Thursday 3 June 2010

Apps v Mobile Web ?

I've been to a number of conferences in the past few weeks in which there has been a recurrent question – Should I create an App or use the mobile Web site ?

I believe the question is totally pointless as they are one and the same. It’s all about content and presentation. Which you use – App or Web - depends on what you want to say and who you to want to say it to. They are your mediators between you , your user and the Internet.

The Internet’s like a city it has its pleasant side : secure air conditioned shopping malls like Amazon.com or Tesco.com equally it has its seedy side with crime ridden streets found in its porn sites or its email scams.

Allowing users to access the Web unmediated is leaving them open to that seedy side while an App can guide the customer to the pleasant side, your side.

Is it the Web or is it an App ?

At its most basic an App can be nothing more than a Web link, a URL. For example the option on the iPhone’s Safari browser to Add to Home Screen creates an icon on the home screen that looks for all intents and purposes no different from any other App yet its sole function is to direct the user to the Web site. See for example the BBC’s mobile home page bookmarked and accessed as an App like icon below....

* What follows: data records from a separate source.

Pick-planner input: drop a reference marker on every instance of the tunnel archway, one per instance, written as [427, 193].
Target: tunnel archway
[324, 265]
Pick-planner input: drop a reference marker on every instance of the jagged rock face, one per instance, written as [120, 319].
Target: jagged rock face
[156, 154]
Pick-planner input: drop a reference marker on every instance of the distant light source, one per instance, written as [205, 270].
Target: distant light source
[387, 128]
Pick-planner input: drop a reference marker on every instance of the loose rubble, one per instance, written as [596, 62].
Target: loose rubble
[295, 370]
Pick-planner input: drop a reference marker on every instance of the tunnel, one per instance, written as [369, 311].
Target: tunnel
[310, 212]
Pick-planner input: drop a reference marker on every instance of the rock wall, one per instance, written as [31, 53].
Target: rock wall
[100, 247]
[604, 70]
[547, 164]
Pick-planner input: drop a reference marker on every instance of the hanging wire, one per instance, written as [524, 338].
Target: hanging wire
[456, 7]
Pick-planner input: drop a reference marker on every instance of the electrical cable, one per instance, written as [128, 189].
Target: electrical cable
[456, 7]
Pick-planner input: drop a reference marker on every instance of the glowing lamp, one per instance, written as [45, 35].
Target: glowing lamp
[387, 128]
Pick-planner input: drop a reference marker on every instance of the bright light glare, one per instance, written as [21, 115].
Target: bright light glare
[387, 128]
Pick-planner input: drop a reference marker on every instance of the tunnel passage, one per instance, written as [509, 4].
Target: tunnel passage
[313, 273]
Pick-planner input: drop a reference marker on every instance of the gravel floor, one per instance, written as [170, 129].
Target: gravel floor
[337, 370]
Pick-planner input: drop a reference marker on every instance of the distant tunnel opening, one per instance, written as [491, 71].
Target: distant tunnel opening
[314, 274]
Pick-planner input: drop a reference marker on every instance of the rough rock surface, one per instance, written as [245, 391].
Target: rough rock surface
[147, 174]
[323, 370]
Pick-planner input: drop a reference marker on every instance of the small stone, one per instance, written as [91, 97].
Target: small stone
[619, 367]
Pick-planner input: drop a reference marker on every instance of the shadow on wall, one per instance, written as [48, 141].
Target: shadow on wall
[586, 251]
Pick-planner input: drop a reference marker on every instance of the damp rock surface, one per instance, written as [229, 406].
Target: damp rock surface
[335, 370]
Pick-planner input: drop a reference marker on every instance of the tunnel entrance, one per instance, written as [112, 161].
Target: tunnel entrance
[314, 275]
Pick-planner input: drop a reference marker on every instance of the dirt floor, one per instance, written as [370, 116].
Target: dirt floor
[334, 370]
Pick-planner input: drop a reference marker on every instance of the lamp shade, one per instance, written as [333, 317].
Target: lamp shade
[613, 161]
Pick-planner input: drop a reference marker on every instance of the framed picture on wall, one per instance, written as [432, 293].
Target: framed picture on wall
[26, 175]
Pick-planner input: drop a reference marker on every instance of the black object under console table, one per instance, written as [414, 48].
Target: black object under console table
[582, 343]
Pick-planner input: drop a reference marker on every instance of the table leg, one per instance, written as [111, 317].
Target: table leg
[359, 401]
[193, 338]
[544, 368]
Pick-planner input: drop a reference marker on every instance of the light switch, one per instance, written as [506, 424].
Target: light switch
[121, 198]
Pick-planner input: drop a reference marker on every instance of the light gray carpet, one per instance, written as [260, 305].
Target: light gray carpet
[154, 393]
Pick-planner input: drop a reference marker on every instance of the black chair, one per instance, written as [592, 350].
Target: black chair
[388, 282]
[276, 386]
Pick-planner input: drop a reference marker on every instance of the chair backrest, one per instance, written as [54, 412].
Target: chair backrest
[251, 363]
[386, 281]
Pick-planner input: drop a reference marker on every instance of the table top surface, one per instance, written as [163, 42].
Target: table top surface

Many so called Apps on the download sites like Getjar are no more than a book marked URL behind a branded icon for example the Yahoo! News Icon - Get One Click Access to Yahoo! News on your phone, Download here Yahoo! News

That icon App metaphor allows appropriately coded and presented Web pages to appear like Smartphone Home screens ready for touch screen navigation.

For example MIT Mobile Web - coded in HTML5 - has the look and feel of smart phone screen and when booked marked as an icon it can be accessed by an App like icon which gives access to a page that looks like the Apps on the desktop behind each ‘App’ are web pages. Making it hard to tell is it the mobile Web or an App.

Is it an App or is it the Web ?

The mobile web site can be coded to be an App. For example miniapps.co.uk Card Flip -a memory test game - is a HTML5 coded applications that will run on iPhone, iPod Touch, Android, Firefox Mobile, Nokia Maemo. It has all the look and feel of a local application but needs the Web’s connectivity to run as the logic is held on the server not on the phone.

Card Flip App is a mobile site , the BBC Home App icon is also a mobile site thus to differentiate between an App and mobile Web is pointless as they can be one and the same.